The school year has come to an end, but that doesn't mean learning has to. Reading is a great way to keep kids thinking all summer long—but getting them to do it isn't always easy. To build good reading habits over the summer break (and motivate your reluctant reader to crack a book), we're serving up fun weekly challenges.
Write down the titles of books on slips of paper and put them in a jar. Let your kid pick from the jar to decide which book you'll read together. Tip: If you have kids at different reading levels, have each make their own jar.
Have your kid trade a book with a friend. There’s no better way to discover new stories than sharing some of your favourites. Plus, chances are pretty good that your kiddo and her friend will have a good chat about the books after they're done reading each other's picks.
Make a reading Bingo card to inspire and challenge kids all summer long. To keep them motivated, offer up fun prizes each time they get Bingo.
If you have a kid who’s already reading independently, challenge him to read a whole book to a younger brother or sister—it’s a great way for siblings to spend some quality time together. If you have an only child or your little ones aren’t reading yet, invite an older cousin, neighbour or friend over for some reading practice.

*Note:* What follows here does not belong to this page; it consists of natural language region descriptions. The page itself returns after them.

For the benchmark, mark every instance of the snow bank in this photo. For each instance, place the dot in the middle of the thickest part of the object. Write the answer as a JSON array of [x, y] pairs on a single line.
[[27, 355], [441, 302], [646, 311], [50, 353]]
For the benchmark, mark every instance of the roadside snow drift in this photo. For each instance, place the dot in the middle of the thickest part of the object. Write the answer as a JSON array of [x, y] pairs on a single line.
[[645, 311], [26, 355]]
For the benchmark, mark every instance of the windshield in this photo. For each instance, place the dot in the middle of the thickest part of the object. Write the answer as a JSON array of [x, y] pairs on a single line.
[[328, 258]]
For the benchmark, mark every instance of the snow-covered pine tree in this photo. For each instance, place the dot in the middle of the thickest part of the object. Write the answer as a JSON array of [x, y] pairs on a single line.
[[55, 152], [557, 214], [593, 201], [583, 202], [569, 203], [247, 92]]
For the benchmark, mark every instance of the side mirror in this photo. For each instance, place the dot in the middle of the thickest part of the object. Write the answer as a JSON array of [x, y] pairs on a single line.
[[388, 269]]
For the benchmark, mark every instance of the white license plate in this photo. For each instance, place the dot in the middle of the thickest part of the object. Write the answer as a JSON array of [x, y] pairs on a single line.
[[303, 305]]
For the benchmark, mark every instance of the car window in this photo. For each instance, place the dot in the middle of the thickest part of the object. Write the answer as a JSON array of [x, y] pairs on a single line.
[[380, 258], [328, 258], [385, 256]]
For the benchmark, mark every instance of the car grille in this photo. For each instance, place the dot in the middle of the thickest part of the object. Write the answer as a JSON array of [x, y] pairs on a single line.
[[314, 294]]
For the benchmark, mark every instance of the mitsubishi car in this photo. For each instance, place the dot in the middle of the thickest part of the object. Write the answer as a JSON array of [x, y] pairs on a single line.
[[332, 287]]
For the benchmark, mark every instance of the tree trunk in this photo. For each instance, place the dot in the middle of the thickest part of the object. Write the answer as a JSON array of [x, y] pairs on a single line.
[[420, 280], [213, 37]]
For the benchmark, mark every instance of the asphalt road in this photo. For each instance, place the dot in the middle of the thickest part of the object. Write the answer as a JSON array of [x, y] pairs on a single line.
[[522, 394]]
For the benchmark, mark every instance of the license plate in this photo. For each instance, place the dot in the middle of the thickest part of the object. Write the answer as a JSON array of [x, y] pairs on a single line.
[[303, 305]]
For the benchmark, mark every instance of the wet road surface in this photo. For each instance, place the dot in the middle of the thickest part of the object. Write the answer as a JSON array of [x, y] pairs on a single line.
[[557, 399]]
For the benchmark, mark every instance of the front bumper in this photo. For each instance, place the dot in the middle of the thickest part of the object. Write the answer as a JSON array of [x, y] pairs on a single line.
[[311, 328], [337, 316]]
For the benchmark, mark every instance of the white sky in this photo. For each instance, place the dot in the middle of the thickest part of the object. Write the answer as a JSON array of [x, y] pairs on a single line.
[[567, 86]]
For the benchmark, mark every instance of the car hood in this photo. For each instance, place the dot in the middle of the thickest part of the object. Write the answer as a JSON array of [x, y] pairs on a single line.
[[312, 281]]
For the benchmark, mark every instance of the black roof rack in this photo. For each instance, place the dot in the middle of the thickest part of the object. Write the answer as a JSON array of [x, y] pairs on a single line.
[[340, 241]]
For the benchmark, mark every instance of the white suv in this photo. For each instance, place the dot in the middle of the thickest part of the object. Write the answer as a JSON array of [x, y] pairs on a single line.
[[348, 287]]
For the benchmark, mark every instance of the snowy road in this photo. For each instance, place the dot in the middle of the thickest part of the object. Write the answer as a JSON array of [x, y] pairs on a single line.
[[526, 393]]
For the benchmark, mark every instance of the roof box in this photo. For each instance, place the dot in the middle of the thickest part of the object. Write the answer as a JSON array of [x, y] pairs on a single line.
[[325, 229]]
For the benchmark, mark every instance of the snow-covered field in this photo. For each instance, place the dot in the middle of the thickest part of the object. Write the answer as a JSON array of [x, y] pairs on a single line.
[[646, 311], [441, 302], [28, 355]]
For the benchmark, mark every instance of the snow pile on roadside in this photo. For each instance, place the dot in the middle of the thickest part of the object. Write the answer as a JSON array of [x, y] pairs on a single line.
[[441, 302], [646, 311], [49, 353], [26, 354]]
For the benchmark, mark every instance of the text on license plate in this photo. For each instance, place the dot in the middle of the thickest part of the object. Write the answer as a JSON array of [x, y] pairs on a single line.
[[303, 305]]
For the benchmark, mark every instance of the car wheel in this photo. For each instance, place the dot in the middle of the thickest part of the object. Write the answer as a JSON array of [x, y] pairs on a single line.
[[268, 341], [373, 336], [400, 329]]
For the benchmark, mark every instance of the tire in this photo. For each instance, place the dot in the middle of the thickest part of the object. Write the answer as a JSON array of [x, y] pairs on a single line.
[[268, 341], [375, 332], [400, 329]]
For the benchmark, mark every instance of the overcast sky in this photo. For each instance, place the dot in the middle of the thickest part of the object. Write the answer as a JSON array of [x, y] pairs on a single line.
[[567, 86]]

Everything’s better in a fort! Grab some blankets and pull off the couch cushions to make a kid-approved cave, and then hunker down with some snacks and a stack of books for reading time. Tip: A book about monsters or giants is perfect for reading in a fort.
Read a book that inspired a movie. Whether it’s a more advanced book like Harry Potter or a picture book like Curious George, your kid will feel a sense of achievement when watching the film after they’ve read the book. If you feel like giving them a little challenge, ask them what parts of the movie weren’t featured in the book.
Who says reading only has to do with fiction? Try reading a children’s magazine or website with your kid and get them to tell you all about the cool, new facts they’ve learned.
Get your kid to read a book from your childhood. Then, ask him what he likes best about it and share any fond memories, stories or thoughts you have about it, too.